4. Ainda, nos termos do art. 16, § 2º, da LEF, compete ao executado a instrução da petição inicial dos embargos com os documentos destinados à prova de suas alegações, podendo o embargante requerer ao juiz da causa, justificadamente, outras provas consideradas necessárias à sua defesa, que dependam de intervenção judicial, tais como a oral, pericial, requisição de documentos sigilosos etc.

5. Justifica-se a necessidade da produção de provas sempre que exista um fato que escape do conhecimento ordinário do julgador e cuja aferição dependa de conhecimento especial, seja testemunhal, técnico ou científico.

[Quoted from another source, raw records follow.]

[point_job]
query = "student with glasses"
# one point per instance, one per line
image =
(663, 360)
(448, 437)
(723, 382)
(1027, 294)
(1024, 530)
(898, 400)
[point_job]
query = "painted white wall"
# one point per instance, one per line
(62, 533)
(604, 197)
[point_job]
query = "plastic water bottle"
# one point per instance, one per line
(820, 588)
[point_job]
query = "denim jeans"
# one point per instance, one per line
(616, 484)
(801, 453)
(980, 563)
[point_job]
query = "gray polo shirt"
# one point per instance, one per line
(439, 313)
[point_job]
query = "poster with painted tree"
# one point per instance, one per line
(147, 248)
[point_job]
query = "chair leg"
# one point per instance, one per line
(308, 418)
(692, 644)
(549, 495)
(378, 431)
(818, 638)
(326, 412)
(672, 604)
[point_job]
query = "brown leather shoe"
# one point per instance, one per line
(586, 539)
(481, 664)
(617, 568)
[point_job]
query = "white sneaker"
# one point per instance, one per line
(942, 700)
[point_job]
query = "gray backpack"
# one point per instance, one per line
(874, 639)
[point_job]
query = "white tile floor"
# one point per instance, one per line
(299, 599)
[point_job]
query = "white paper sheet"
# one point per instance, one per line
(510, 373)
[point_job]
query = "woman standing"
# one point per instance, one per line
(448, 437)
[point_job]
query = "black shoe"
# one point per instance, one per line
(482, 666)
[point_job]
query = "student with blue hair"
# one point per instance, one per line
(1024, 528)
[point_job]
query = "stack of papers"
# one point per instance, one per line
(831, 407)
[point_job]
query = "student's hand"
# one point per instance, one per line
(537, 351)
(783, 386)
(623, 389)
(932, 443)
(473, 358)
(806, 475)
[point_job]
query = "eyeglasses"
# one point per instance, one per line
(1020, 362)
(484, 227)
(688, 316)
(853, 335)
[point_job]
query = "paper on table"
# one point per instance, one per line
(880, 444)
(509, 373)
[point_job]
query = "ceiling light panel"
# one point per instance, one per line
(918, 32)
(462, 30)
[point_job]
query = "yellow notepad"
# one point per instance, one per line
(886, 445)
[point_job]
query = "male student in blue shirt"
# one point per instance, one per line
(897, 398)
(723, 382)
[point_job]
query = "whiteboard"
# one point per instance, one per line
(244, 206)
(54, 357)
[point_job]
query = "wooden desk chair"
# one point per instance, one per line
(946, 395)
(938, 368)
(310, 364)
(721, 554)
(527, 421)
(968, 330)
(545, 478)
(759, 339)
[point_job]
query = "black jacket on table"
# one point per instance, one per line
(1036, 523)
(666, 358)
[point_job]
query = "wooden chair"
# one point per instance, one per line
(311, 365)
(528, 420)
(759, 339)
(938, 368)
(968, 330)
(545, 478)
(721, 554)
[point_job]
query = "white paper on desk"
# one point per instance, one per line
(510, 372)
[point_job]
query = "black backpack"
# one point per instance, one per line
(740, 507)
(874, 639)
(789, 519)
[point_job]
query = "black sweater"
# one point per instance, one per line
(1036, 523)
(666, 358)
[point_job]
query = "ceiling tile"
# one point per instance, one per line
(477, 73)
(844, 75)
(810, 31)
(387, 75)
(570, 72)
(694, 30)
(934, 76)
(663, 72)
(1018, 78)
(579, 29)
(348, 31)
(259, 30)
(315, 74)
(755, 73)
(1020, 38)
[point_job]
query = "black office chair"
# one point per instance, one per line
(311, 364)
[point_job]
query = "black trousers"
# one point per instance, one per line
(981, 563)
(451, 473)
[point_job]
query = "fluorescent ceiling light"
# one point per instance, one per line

6. No caso em análise, o indeferimento da perícia contábil, além de cercear, em tese, o direito de defesa da apelante, poderia acarretar situação jurídica não condizente com a realidade dos fatos.

7. A realização da perícia se faz imprescindível para que a apelante possa eventualmente provar suas alegações, principalmente quanto à comprovação do pagamento do crédito cobrado.

8. Não se pode perder de vista que a realização da prova pericial requerida, sob o crivo do contraditório, poderá fornecer os elementos necessários para a comprovação do direito defendido pela apelante, estabelecendo seu alcance e dimensão, sob pena de estarmos diante de um possível cerceamento de defesa, que, caso venha a ser reconhecido no futuro, poderá ensejar a nulidade de todos os atos decisórios eventualmente vinculados proferidos posteriormente.

9. Os pontos controversos devem ser previamente delimitados e as questões enfrentadas não deverão envolver temas eminentemente de direito, sendo que, na espécie, a apelante pediu a realização de prova pericial contábil com o intuito de direta ou indiretamente, apurar se o imposto pago foi suficiente ou não, e em que medida, para extinguir a obrigação tributária (CTN, art. 156, I e IX) objeto do Auto de Infração que originou a Execução Fiscal. Sem essa prova, não poderia o MM. Juízo ter julgado improcedente a demanda justamente por conta da falta de prova do pagamento.

10. Apelo provido.


  ACÓRDÃO

Vistos e relatados estes autos em que são partes as acima indicadas, a Quarta Turma, à unanimidade, decidiu dar provimento ao recurso de apelação da embargante, para anular a sentença, a fim de deferir a produção de prova pericial contábil, nos termos do voto do Des. Fed. MARCELO SARAIVA (Relator), com quem votaram a Juíza Fed. Conv. DIANA BRUNSTEIN e o Des. Fed. ANDRÉ NABARRETE. Ausente, justificadamente, em razão de férias, a Des. Fed. MÔNICA NOBRE (substituída pela Juíza Fed. Conv. DIANA BRUNSTEIN) , nos termos do relatório e voto que ficam fazendo parte integrante do presente julgado.